Andy James heard an explosion and ran out of the Manchester Arena with his 9 year-old brother in his arms. Screaming Ariana Grande fans streamed out of the building along with him.
“The sound rattled my chest,” James said. “I looked up and saw everyone start to scream and run back down the stairs.”
It was the first concert that James’ 9-year-old brother had ever been to. The tickets were an early birthday present, James said. The concert had just finished when the chaos started.
“The stewards were trying to calm people down but everyone was running in a stampede,” recalled James, who made his way out of the arena through another exit. James said he believed he heard a second explosion as they were running out.
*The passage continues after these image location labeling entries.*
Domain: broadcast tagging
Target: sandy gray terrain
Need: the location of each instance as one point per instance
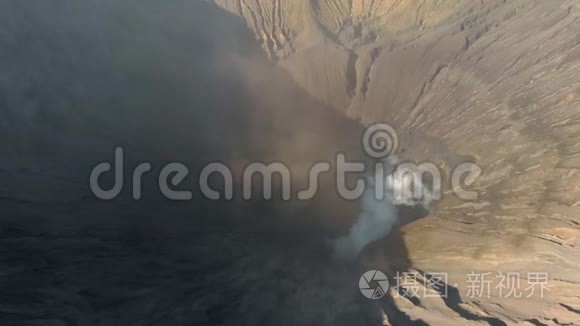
(490, 82)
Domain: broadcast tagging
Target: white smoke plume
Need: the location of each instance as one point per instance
(379, 211)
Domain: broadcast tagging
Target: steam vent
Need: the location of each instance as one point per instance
(116, 116)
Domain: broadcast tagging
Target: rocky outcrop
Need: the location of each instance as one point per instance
(495, 82)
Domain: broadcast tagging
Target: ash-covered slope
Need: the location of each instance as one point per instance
(495, 82)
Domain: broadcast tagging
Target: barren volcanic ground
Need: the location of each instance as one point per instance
(491, 82)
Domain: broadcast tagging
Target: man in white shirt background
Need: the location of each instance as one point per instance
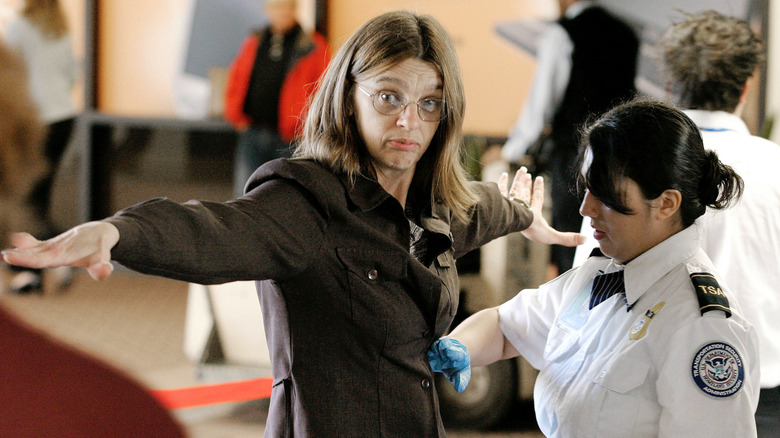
(708, 59)
(586, 63)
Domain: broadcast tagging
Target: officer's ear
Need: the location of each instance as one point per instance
(667, 204)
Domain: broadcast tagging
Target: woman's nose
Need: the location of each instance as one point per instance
(588, 206)
(409, 117)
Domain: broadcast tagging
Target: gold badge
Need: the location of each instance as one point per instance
(640, 328)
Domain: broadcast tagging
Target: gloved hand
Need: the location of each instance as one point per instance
(450, 357)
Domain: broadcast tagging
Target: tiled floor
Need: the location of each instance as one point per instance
(136, 322)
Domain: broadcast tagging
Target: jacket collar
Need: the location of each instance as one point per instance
(367, 194)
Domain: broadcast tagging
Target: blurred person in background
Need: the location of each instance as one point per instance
(586, 63)
(40, 34)
(352, 242)
(643, 339)
(268, 85)
(708, 59)
(50, 389)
His brother’s heart was “beating out of his chest,” he said.
Police said at least 19 people were killed about 50 injured outside the arena in a possible terrorist incident late Monday night. “This is currently being treated as a terrorist incident until police know otherwise,” Greater Manchester police said on Twitter.
Other witnesses described the panic that followed. There were bodies and blood in the arena, and smoke filled a corridor and a stairway. Frantic parents called out for their children.
‘Bodies scattered’
“There was just bodies scattered about everywhere … it was just chaos,” Kiera Dawber said CNN. “There was at least 20 or 30 people on the floor, some that you could see straight off were just, just dead.”
Dawber said she saw a man holding his wife. “She wasn’t in a very good state,” Dawber said.
“The injuries I saw … it didn’t look like the sort of injuries that people get from tripping over people in a hurry,” said Joel Goodman, a freelance photographer on the scene.
‘Parents shouting out and yelling names’
Ivo Delgado, another witness, recalled hearing one explosion before he saw people running.
“It was more a moment of confusion, but still the bang was really great, really massive,” he said. “I saw at least 3 people on the floor injured.”
The crowd was made up of mainly young people who had come to see Grande in her first of three scheduled concerts in the United Kingdom, on her European and Latin American tour.
“There was a lot of little girls running out, and parents shouting out and yelling names,” Delgado said.
‘The roads were bedlam’
Sam Ward, who lives by the arena, said the loud bang he heard “was really sharp, really nothing like I have ever heard in the city center before.”
He saw ambulances and sirens.
“Initially after the first wave of sirens and the evacuation, it was filled with cars. The roads were bedlam. People just going through red lights,” he said.